Co-Founder of Daelus Space

Brian Wu

Meet Brian Wu, Stanford junior and CEO of Daelus Space, revolutionizing space exploration with rovers. His path from research to ground-breaking front

Brian Wu is the co-founder and CEO of Daelus Space, a startup building rovers for space exploration and defense, with $100k in backing from Soma Capital. Before Daelus, he conducted planetary research at the University of Florida and co-founded a drone delivery company called Relay. Brian is currently a junior at Stanford studying Computer Science and Electrical Engineering.

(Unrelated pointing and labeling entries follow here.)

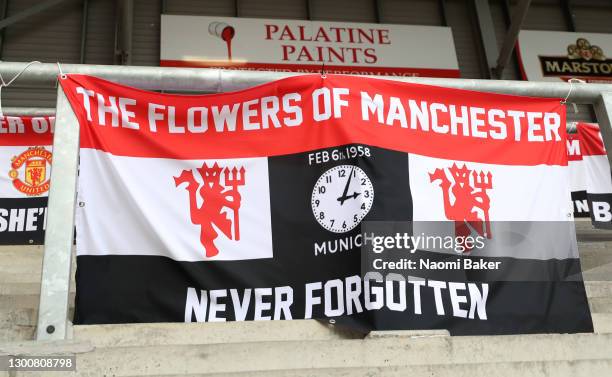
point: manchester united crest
(30, 171)
(466, 200)
(219, 193)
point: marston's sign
(553, 56)
(305, 46)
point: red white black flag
(255, 205)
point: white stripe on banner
(597, 171)
(136, 208)
(529, 212)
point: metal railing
(53, 308)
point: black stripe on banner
(580, 204)
(601, 210)
(124, 289)
(22, 221)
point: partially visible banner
(577, 176)
(25, 169)
(272, 203)
(555, 55)
(597, 175)
(307, 46)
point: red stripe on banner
(26, 131)
(293, 116)
(591, 142)
(311, 68)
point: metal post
(603, 111)
(3, 13)
(29, 111)
(443, 15)
(215, 80)
(84, 30)
(487, 33)
(511, 36)
(377, 11)
(57, 259)
(570, 18)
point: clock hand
(343, 198)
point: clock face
(341, 198)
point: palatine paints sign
(305, 46)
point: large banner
(25, 169)
(307, 46)
(383, 205)
(554, 56)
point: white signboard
(554, 56)
(305, 46)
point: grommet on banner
(62, 74)
(571, 82)
(4, 84)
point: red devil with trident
(215, 197)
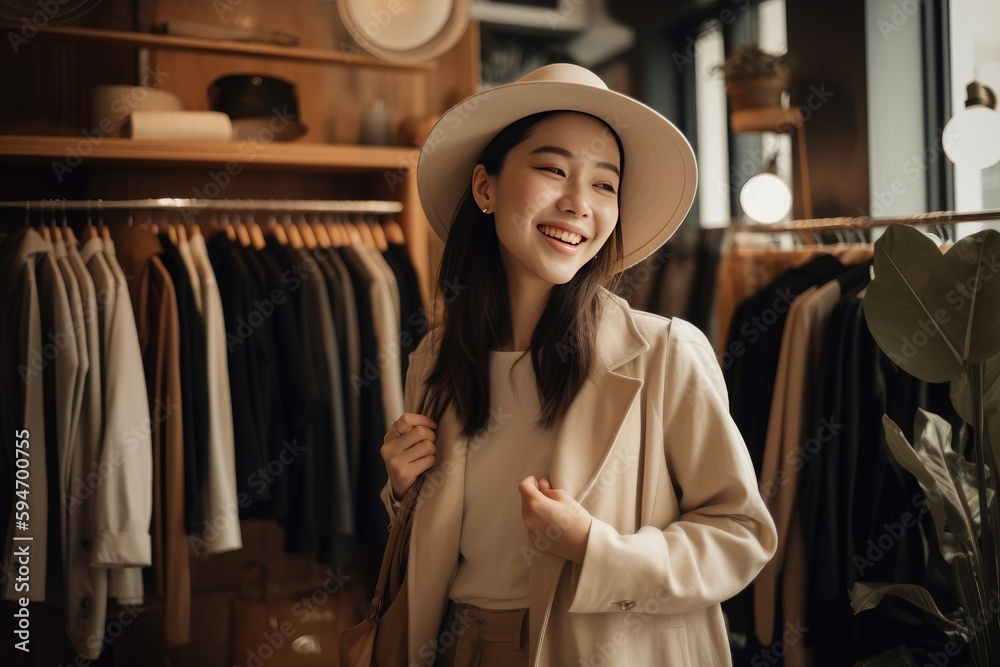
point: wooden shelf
(765, 120)
(293, 156)
(144, 40)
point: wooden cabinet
(51, 149)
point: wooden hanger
(90, 231)
(337, 238)
(394, 233)
(365, 231)
(294, 237)
(227, 227)
(342, 228)
(322, 236)
(242, 234)
(381, 242)
(307, 234)
(276, 231)
(354, 235)
(256, 234)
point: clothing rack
(366, 207)
(865, 222)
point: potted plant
(754, 78)
(937, 316)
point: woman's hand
(555, 521)
(409, 454)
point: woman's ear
(483, 187)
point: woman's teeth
(562, 235)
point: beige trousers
(474, 637)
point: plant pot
(757, 93)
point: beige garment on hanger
(76, 336)
(385, 309)
(126, 411)
(31, 274)
(221, 502)
(155, 305)
(86, 586)
(744, 271)
(184, 248)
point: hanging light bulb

🛰 How does Daelus work? Daelus is building space rovers that behave like a swarm. Currently, for space exploration, a rover is sent as a single device. If it fails, it fails. Daelus is changing the game by introducing groups (or swarms) of rovers that cooperate with each other to complete a certain exploration task. If one rover breaks down, the other rovers will re-coordinate and continue on.

Our rovers are designed for resource extraction (water, ice, oxygen) and infrastructure construction. This can be useful to NASA, which is setting up a permanent base for humans, as well as SpaceX and Blue Origin, which are starting their own private astronaut transportation businesses.

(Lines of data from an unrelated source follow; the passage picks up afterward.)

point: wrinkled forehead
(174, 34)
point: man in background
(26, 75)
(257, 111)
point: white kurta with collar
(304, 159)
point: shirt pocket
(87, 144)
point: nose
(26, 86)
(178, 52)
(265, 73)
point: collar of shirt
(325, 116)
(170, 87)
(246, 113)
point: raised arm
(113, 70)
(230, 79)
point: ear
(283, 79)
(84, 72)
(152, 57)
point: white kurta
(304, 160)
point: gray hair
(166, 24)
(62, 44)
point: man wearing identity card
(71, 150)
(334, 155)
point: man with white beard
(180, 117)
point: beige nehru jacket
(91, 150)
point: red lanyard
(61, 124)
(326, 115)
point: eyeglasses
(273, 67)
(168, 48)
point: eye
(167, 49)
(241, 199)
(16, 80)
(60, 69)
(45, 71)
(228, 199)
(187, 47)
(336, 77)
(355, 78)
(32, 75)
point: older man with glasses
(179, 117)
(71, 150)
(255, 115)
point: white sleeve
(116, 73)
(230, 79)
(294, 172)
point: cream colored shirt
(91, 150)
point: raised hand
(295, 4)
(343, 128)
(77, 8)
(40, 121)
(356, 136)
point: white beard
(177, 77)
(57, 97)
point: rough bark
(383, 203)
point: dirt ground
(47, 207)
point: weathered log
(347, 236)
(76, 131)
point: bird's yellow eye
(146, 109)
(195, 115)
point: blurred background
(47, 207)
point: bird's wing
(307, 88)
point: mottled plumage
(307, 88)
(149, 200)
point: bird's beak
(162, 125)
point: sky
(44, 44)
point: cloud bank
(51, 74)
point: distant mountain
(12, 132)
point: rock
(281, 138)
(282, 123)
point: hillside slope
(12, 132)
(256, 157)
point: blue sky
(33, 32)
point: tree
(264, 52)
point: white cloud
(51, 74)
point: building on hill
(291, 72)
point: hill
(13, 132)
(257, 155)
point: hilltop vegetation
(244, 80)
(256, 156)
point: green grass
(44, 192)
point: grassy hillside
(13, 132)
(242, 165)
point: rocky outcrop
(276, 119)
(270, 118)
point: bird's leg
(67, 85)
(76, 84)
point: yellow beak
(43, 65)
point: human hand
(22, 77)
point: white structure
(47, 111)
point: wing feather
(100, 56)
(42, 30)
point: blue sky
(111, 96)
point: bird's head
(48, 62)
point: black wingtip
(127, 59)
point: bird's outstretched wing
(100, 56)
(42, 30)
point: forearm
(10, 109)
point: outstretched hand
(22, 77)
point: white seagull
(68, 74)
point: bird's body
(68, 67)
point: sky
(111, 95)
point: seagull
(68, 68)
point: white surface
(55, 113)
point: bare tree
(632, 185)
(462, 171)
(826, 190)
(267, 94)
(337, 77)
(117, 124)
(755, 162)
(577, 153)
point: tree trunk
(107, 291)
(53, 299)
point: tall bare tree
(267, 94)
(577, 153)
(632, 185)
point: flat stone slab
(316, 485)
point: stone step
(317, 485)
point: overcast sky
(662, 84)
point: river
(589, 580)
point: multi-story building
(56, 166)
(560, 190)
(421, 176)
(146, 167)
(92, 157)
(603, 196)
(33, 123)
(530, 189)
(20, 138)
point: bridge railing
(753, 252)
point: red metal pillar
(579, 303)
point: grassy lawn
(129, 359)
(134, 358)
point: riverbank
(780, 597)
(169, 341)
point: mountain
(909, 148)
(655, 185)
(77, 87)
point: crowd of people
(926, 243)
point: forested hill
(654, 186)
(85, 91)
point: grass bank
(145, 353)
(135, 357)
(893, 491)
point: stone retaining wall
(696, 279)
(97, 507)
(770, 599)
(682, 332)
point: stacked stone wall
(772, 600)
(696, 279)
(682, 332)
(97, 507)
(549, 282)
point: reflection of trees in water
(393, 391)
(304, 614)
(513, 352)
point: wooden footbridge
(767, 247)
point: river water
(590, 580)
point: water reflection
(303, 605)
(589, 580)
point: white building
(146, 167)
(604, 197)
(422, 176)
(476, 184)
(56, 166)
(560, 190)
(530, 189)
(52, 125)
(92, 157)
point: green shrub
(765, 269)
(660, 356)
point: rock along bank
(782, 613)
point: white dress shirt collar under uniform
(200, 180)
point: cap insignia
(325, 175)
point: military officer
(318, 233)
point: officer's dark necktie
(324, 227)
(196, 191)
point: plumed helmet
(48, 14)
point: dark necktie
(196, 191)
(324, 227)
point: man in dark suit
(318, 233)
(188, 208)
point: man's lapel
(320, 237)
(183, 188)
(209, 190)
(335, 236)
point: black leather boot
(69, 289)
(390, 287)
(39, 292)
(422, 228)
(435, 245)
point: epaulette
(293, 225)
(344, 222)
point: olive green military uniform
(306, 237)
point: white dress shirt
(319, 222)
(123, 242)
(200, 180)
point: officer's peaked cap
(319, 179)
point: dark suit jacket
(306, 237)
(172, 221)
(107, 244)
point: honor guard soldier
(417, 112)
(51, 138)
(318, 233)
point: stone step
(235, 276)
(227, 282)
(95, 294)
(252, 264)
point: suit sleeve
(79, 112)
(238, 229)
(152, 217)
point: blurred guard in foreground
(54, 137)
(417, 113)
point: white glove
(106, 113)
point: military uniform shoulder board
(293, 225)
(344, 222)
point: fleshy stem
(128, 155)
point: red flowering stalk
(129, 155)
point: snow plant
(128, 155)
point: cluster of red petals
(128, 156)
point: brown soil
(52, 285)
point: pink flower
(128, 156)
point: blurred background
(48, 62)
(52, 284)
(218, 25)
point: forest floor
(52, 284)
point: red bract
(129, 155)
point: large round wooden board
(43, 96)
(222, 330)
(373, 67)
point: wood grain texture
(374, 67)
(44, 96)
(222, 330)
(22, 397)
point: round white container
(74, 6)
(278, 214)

🚀 Why space? A lot of people wonder why we should explore space where there are so many problems on Earth. It might not seem apparent, but space tech is critical to improving the quality of life here. For example, satellites are the reason why we have such precise weather prediction, high crop yields, and Google Maps.

📖 Gaining the technical knowledge: I can’t remember a time when I wasn’t interested in space. When I was little, I read every single book I could on space at the library. Once I got older, I started reading academic papers and textbooks. I met a lot of engineers and other space nerds through a game called Kerbal Space Program and learned a lot from them. It's a very tight online community.

As a founder, you're going to learn all the skills you need on the job. When I started doing research at the University of Florida, I didn’t know how to code, do calculus, or even basic physics. I just picked it up the first month on the job.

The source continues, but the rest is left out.